Lazy mapping gripe

Woo look, a google maps mash-up! Look, it shows us, er, well quite a lot of dots on a map. But look they’re all different colours! So? Well, you know, it’s really neat to put different coloured dots on a map, especially as google makes it so easy when you just upload a spreadsheet containing some postcodes or geo-references to a ‘google fusion table’ and click ‘visualise’.

OK, so this rant was inspired by an article in today’s Grauniad data blog publishing the carbon emissions of every public building in England and Wales: . I normally like quite a lot of the stuff they publish in the data blog, but this was just pretty lazy and sullies the good reputation of geography somewhat. A bunch of dots on a map, even if they are coloured in, doesn’t really tell us very much.

The real shame was that there was some interesting data underlying the lazy mapping that went on. Not only were total CO2 emissions per building, per year published, but so were the total floor areas of these buildings, along with various heat/electricity uses, per metre sq and some benchmarks which are typical for buildings of a certain size. This gives anyone with the data the opportunity to compare efficiencies across England and Wales – say for Local Authorities (given that these data are for public buildings…)

Anyway, just as a sampler for something a little more interesting here are the average CO2 emissions per square metre of public building, across local authority districts in England and Wales. It would of course be even more interesting to compare these with the benchmarks to see which local authorities fall above or below what would be expected, but there are only so many hours in the day and proper work beckons…

Average volume of CO2  per m2 (tCO2/m2) across all public buildings in the local authority


5 thoughts on “Lazy mapping gripe

  1. Great post. I would defend the Guardian slightly by saying that they tend to focus on making the data available and use Google Maps as an unapologetically quick and dirty way of displaying it. The emphasis is on us to do a better job (as you have done).

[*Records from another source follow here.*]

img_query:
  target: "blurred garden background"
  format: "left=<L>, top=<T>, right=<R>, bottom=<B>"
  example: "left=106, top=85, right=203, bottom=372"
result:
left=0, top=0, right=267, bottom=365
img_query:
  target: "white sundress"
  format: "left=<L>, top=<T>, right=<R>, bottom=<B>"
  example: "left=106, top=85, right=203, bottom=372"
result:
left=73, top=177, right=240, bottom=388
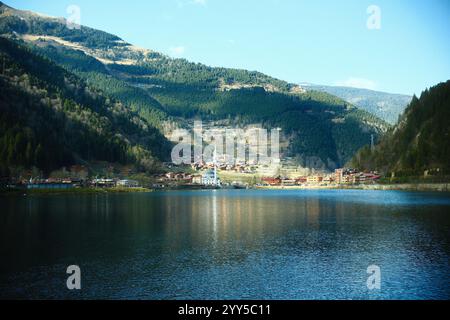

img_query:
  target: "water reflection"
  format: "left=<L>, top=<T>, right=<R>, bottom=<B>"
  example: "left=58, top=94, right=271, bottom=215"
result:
left=0, top=190, right=449, bottom=299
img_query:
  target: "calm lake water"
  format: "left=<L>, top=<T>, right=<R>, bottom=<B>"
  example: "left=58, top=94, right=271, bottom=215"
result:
left=0, top=189, right=449, bottom=300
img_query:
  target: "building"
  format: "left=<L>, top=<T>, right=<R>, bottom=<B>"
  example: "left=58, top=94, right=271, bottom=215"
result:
left=202, top=170, right=221, bottom=186
left=342, top=175, right=353, bottom=184
left=117, top=180, right=139, bottom=188
left=307, top=176, right=324, bottom=184
left=295, top=177, right=307, bottom=185
left=165, top=173, right=176, bottom=180
left=282, top=179, right=297, bottom=186
left=335, top=169, right=344, bottom=184
left=192, top=175, right=203, bottom=185
left=262, top=177, right=282, bottom=186
left=92, top=179, right=116, bottom=188
left=354, top=173, right=381, bottom=184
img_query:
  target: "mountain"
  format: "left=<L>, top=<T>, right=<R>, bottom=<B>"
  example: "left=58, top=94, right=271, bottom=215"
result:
left=302, top=84, right=412, bottom=125
left=0, top=37, right=172, bottom=176
left=0, top=2, right=389, bottom=173
left=350, top=80, right=450, bottom=176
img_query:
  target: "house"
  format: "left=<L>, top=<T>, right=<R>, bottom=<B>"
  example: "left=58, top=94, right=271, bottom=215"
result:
left=335, top=169, right=344, bottom=184
left=117, top=180, right=139, bottom=188
left=165, top=172, right=176, bottom=180
left=357, top=173, right=381, bottom=184
left=295, top=177, right=308, bottom=184
left=342, top=175, right=353, bottom=184
left=192, top=175, right=203, bottom=185
left=92, top=178, right=116, bottom=188
left=307, top=176, right=324, bottom=184
left=262, top=177, right=282, bottom=186
left=282, top=179, right=297, bottom=186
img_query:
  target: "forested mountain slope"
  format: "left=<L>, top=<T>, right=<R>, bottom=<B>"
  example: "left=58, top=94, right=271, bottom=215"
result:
left=351, top=81, right=450, bottom=176
left=0, top=1, right=388, bottom=171
left=0, top=37, right=171, bottom=175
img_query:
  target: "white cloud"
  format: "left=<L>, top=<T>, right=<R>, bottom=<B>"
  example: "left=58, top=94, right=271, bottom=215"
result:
left=334, top=77, right=378, bottom=90
left=169, top=46, right=186, bottom=57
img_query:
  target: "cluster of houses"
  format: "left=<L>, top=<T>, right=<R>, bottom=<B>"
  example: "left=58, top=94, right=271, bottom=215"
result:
left=10, top=166, right=380, bottom=191
left=155, top=167, right=381, bottom=189
left=153, top=170, right=221, bottom=188
left=91, top=178, right=140, bottom=188
left=190, top=162, right=256, bottom=174
left=261, top=169, right=381, bottom=186
left=153, top=172, right=196, bottom=188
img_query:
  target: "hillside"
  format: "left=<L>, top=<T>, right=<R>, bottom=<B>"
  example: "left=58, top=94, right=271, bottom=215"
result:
left=0, top=2, right=389, bottom=171
left=303, top=84, right=412, bottom=125
left=351, top=80, right=450, bottom=176
left=0, top=37, right=172, bottom=176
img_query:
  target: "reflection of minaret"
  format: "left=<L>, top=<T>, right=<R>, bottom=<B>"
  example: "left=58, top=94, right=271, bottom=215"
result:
left=212, top=192, right=218, bottom=244
left=371, top=134, right=375, bottom=152
left=213, top=146, right=219, bottom=186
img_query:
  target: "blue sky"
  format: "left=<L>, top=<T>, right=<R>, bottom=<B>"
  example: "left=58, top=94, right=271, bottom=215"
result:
left=4, top=0, right=450, bottom=95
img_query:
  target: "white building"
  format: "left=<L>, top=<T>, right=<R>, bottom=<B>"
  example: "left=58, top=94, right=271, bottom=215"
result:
left=202, top=170, right=221, bottom=186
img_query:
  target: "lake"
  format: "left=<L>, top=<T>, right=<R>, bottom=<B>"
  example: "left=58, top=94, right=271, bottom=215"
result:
left=0, top=189, right=449, bottom=300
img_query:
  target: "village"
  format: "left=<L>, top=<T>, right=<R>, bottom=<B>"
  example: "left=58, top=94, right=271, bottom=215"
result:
left=152, top=166, right=381, bottom=189
left=3, top=164, right=381, bottom=191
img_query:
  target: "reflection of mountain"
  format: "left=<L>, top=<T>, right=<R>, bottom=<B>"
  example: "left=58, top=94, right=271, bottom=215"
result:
left=2, top=191, right=449, bottom=299
left=303, top=84, right=412, bottom=125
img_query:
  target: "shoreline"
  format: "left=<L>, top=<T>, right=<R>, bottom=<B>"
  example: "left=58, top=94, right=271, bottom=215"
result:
left=2, top=183, right=450, bottom=196
left=0, top=187, right=152, bottom=196
left=341, top=183, right=450, bottom=192
left=256, top=183, right=450, bottom=192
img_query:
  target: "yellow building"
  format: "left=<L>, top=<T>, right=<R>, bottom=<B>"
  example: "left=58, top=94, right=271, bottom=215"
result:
left=307, top=176, right=324, bottom=184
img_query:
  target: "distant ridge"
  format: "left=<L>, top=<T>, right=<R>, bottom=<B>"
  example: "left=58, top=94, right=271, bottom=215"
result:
left=302, top=84, right=412, bottom=125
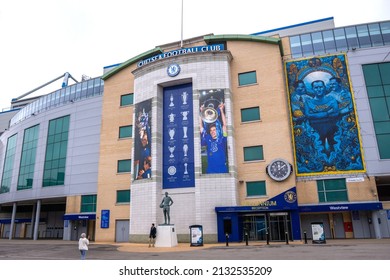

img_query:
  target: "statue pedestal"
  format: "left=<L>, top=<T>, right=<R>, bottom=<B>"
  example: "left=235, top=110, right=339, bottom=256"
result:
left=155, top=225, right=178, bottom=247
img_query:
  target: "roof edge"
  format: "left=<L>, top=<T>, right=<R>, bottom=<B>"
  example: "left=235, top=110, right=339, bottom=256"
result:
left=101, top=47, right=163, bottom=80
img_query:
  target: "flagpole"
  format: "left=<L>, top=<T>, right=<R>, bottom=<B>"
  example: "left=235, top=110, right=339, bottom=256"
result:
left=180, top=0, right=184, bottom=48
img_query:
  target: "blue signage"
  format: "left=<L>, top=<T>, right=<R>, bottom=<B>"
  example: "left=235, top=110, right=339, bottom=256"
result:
left=215, top=187, right=298, bottom=213
left=101, top=209, right=110, bottom=228
left=137, top=44, right=224, bottom=67
left=63, top=214, right=96, bottom=220
left=163, top=83, right=195, bottom=188
left=299, top=202, right=383, bottom=212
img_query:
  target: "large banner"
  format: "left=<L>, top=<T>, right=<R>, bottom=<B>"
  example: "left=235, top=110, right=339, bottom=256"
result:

    Carbon emissions maps seem to be a common gripe between us. I did a post about the way that domestic emissions were mapped by the BBC back in 2009:

  2. Interesting… the west country really is green! BTW it would be possible to do a similar map for all domestic emissions using the data from neighbourhood statistics and a model of house sizes based on type and floorplate. Might be interesting, might just show that the north is colder.

    In defense of the original Grauniad map, emissions are building specific, so providing individual point data definitely has its uses. For example it’s not surprising that old buildings have relatively poor energy performance, but you can see at an individual building level that many new public buildings (even those promoted as green like City Hall) don’t perform well.

  3. Like this. Not done in an ESRI product was it?

    That ArcMap 10 is a real piece of… can I swear on an academic blog? Let’s assume not. Anyway, it doesn’t strike me as being particularly good.

    • Er, might have been…! 🙂 It was ArcMap 10 actually – I’ve never really been an Arc user, but 10 seems to be OK. All of the fancy stuff has shifted over from VB to Python, which according to those in the know is a good thing. I can’t really comment as I only really dabble with both… I’m a MapInfo man at heart though! 🙂

  4. “I’m a MapInfo man at heart though!” Now that’s what I like to hear!
    One thing we have to be careful of is using the data to measure local authorities performance in this area – not all ‘public buildings’ will belong to LAs and LAs utilise privately rented offices, so we have caveat the results. However, I haven’t seen the data but the devil is always in the detail!

    Nice map though Adam but stay off the ArcMap, it’s bad for your health!